Australia’s management rights sector is worth an estimated $8 billion, $3.2 billion more than originally thought, according to ResortBrokers Research’s recently released annual industry report.
Australia’s management rights sector is worth an estimated $8 billion, $3.2 billion more than originally thought, according to ResortBrokers Research’s recently released annual industry report.
ResortBrokers Research’s Management Rights Report 2023 builds on its inaugural 2022 report, which was the first ever quantitative analysis of Australia’s management rights sector. Last year’s report estimated the value of the industry at $4.8 billion.
For this year’s report, ResortBrokers Research surveyed over 400 management rights operators across Australia with the assistance of the Australian Resident Accommodation Managers Association (ARAMA), the national peak body for the management rights industry.
ResortBrokers Research also analysed management rights sales data of its own, as well as sales data provided by the two leading management rights valuers in the industry, AccomValuers and Australian Valuers.

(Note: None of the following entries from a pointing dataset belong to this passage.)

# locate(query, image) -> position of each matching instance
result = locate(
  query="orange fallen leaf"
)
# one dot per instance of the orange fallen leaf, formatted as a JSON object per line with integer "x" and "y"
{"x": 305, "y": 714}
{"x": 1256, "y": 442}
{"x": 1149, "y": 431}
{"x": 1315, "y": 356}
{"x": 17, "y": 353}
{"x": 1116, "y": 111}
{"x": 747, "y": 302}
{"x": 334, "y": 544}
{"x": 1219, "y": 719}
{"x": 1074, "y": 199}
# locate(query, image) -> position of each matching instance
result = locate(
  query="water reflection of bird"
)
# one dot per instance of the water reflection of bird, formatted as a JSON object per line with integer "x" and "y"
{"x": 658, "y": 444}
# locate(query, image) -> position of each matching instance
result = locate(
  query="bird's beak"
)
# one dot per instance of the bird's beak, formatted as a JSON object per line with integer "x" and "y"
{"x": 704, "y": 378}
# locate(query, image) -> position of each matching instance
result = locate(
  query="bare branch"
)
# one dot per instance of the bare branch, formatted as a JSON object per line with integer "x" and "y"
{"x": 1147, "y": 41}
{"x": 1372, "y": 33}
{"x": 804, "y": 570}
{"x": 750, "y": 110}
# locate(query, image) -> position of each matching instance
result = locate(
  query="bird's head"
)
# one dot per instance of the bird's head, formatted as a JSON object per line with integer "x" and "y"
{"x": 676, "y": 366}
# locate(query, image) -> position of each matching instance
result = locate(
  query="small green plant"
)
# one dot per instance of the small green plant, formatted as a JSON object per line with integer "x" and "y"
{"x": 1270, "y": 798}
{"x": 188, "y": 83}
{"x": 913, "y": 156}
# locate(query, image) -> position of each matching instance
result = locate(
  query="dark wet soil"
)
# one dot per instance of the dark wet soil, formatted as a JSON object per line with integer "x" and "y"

ResortBrokers Research is the research arm of ResortBrokers, Australia’s largest and most experienced specialist agency in the accommodation property sector. ResortBrokers dominates Australia’s management rights market handling over 45 per cent of sales transactions across the sector.
Head of ResortBrokers Research, Property Economist Josh Mangleson, says he wasn’t surprised by the sizeable increase in the value of the industry given the expanded data set.
“Thanks to our three new data partners, ARAMA, AccomValuers and Australian Valuers, we now have a more statistically reliable sample size than that used for our inaugural report,” says Mangleson.
“The buy-in from our data partners, as well as the expansion of our own research competences, means we are now able to provide a more granular picture of the management rights sector nationally.”
Another key finding is the exceptionally high top-up rate of caretaking agreements by bodies corporate.
“The high top-up rate suggests there’s widespread satisfaction with managers’ performance and the management rights business model,” says Mangleson. “If lot owners were unsatisfied with their caretakers, we wouldn’t be seeing the top-up rate so high.”